Punk was born by a situation that no longer exists and hasn't existed since. So nothing since punk, has been punk.
"Punk was something to survive through. Me being called The King of the Punks wasn't something I wanted, because punk wasn't a good term back then. I didn't want that title, but it was an era in my life that was extremely important and back then, we were nobodies. So to have Johnny Come-Lately stroll along nowadays and try to take what we made possible from nothing, I'll fight to the death for it." - John Lydon.
-AC
Punk is more then an attitude IMO, at least in the last 20 years or so. It may have originated as an attitude, but there is a musical side to punk as well, and that has been quite alive for the past 30 or so years. Punk might not be an appropriate term anymore, but really, I could care less about labels.
Punk evolved from an attitude to a genre.
Originally posted by Bierbommetje
Punk is more then an attitude IMO, at least in the last 20 years or so. It may have originated as an attitude, but there is a musical side to punk as well, and that has been quite alive for the past 30 or so years. Punk might not be an appropriate term anymore, but really, I could care less about labels.Punk evolved from an attitude to a genre.

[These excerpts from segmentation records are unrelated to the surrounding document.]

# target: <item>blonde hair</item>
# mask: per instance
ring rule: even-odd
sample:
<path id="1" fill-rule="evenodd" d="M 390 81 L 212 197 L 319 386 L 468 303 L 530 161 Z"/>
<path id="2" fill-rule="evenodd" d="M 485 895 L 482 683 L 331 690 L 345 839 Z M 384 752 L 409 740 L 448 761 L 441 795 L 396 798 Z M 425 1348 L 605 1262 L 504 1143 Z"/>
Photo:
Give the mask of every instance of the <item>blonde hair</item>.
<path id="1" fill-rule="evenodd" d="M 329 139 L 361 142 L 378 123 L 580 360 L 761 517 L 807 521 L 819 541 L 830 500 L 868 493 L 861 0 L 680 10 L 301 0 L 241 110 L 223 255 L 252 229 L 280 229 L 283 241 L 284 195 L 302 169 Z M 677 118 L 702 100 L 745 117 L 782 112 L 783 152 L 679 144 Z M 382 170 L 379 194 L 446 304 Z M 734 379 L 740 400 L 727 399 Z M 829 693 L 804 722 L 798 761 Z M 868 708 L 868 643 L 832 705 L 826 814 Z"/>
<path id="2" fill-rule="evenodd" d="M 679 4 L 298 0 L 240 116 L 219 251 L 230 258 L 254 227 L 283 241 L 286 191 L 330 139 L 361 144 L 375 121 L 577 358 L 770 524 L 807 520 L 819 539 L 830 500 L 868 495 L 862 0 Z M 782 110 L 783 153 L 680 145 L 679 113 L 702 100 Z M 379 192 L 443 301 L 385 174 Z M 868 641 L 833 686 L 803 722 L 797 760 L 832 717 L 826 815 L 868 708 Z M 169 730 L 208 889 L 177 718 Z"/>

Read my post again please. Then we can discuss further when you realise you just said what I did, but less.
-AC
Originally posted by Alpha Centauri
Read my post again please. Then we can discuss further when you realise you just said what I did, but less.-AC
My comment was more specificaly about this part of your post:
Originally posted by Alpha Centauri
Punk was born by a situation that no longer exists and hasn't existed since. So nothing since punk, has been punk.
Punk was born out of the situation back then. That's is the origin of punk, that is the origin of the genre punk, which has existed since then and will probably excist for quite some time to come.
Same as blues having originated out of laborsongs, but blues still excists as a musical genre even though it's not being made as laboursongs anymore.